Steve Smith returns to Lord’s this Wednesday – 4 years after he was struck by Joffrey Archer’s lightning which hit him in the head and left him feeling like he’d had a ‘dozen beers’.

He was 80 that afternoon after surviving all of Archer’s bombs, and ended up flying around when a short-angle missile flew up and hit him behind the helmet so tiringly that he went down.

Before returning to the identical damaging zone, Smith revealed the big impact of the nasty hit.

Steve Smith has revealed how much his nasty 2019 Joffrey Archer hit left him

Knocked down and shaken, Smith is bent over like the first players medics rush to his aid after being struck by Archer’s lightning.

He stated that it made him feel like he’d had “a dozen beers.”

“It was a very difficult period to get through,” Smith advised the Legend of the Ashes podcast.

“Earlier I caught one on the arm, dodged a few pull shots that are topsides and a few in the gaps.

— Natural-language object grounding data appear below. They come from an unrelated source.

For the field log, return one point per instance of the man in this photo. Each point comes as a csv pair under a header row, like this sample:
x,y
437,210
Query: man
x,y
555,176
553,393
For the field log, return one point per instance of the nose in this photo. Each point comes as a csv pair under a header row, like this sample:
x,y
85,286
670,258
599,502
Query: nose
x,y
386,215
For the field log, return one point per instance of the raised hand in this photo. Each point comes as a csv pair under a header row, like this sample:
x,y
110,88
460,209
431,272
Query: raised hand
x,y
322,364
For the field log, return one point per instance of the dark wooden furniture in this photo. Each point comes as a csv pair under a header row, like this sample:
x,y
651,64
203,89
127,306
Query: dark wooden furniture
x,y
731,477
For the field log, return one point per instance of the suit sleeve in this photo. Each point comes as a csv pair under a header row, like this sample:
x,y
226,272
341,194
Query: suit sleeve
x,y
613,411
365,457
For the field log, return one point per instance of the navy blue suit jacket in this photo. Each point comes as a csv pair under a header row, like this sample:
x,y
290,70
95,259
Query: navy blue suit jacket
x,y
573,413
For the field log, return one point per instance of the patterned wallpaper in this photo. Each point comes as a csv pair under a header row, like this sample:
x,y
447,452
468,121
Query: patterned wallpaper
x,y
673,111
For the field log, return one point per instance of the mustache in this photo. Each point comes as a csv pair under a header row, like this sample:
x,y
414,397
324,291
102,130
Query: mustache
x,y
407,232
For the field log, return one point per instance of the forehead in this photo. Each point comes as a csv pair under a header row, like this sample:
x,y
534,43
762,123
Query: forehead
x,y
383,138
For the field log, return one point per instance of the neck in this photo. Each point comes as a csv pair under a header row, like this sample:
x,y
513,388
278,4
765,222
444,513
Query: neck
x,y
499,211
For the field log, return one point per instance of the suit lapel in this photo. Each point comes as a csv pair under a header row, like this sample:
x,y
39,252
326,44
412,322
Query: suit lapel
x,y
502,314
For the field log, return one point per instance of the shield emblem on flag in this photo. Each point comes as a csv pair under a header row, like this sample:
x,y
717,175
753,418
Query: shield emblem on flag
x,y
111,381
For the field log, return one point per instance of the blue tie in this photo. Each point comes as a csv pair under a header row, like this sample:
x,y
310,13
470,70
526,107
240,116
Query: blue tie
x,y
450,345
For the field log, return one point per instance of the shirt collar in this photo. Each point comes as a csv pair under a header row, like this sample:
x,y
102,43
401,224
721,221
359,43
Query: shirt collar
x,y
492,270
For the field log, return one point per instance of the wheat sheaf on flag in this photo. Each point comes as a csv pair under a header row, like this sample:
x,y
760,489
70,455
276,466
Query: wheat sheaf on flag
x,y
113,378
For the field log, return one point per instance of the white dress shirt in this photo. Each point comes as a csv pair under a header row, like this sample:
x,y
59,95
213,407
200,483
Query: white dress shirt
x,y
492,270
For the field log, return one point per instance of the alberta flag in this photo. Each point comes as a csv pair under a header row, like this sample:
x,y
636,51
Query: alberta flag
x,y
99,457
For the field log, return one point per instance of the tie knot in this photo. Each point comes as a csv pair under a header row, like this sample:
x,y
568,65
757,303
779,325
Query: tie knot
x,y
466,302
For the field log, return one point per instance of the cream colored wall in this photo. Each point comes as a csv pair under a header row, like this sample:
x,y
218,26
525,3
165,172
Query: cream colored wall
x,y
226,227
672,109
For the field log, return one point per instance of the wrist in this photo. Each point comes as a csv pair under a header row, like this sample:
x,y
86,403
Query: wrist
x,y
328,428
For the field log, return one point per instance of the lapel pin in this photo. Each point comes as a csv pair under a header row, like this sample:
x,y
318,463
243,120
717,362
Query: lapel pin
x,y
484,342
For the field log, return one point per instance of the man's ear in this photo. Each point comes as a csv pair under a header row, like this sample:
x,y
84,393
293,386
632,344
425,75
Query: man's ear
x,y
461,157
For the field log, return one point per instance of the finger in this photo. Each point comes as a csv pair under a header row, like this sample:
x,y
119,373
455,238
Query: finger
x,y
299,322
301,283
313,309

“And then I hit one in the back of the head that hurt quite a bit. I didn’t realize I had a concussion at the time.

“I went out and took all the tests and passed all those tests.

‘Not until I came out again. After half an hour the adrenaline somehow got out of my system and I started to feel quite dizzy, probably like I’d had a dozen beers to be honest.

Archer, who kept firing deadly stones from 154km at the Australian batting, had all the pucks for the Australian, but Smith kept chipping away at him until he failed.

England’s speed demon Geoffrey Archer is preparing for a 154km race against Australian champion Steve Smith in 2019.

Sometime later, at the end of an innings, with a clear mind, the champion batsman found the reason why life at the center that afternoon was both daunting and difficult.

“I couldn’t see the ball well on a cloudy day at Lord’s.

“It was a pretty dark, gloomy day,” he recalled.

“The clouds were rolling in and out. Lord’s itself can be a bit tricky because they bowl from the cast end while the cast is sitting there and the viewing screen isn’t as big as other venues.

“There were some distractions and it was just one day (when) I didn’t see the ball as well as I would have liked from that point on.”

Archer’s lightning strike hits Smith in the helmet, sending him straight into a world of pain and knocking him off his feet in 2019.

Fortunately for Smith and Australia, they didn’t have to face Archer this 12 months after the pace engine was knocked out of the collection with an injury that will no doubt upset many who take pleasure in head-to-head battles.

That afternoon, four years ago, Smith battled bravely through a variety of visual distractions and countless body bumps from the fast bowlers.

He had survived all of this earlier than Archer’s short bolt of lightning had hit him.

He backed away from the damage, but got here again after the late wicket fell. He is now thought to be concussed but took another eight runs and ended the innings with 92.

Smith’s best friend Marnus Labuchen was brought in to take his place in the 2nd innings of this Lord’s Test and he departed as a brilliant batsman with a score of 59. Australia salvaged a dramatic draw in Steve Smith’s absence.

This 12 months, he and the vaunted Aussie batting line-up will go one nil in the second Ashes Test, and Smith may want to get out in the process.

He made just 6 and 16 at Edgebaston as the Aussies fought tooth and nail to win almost to the wire, with just a few overs to spare and just two wickets in the sheds.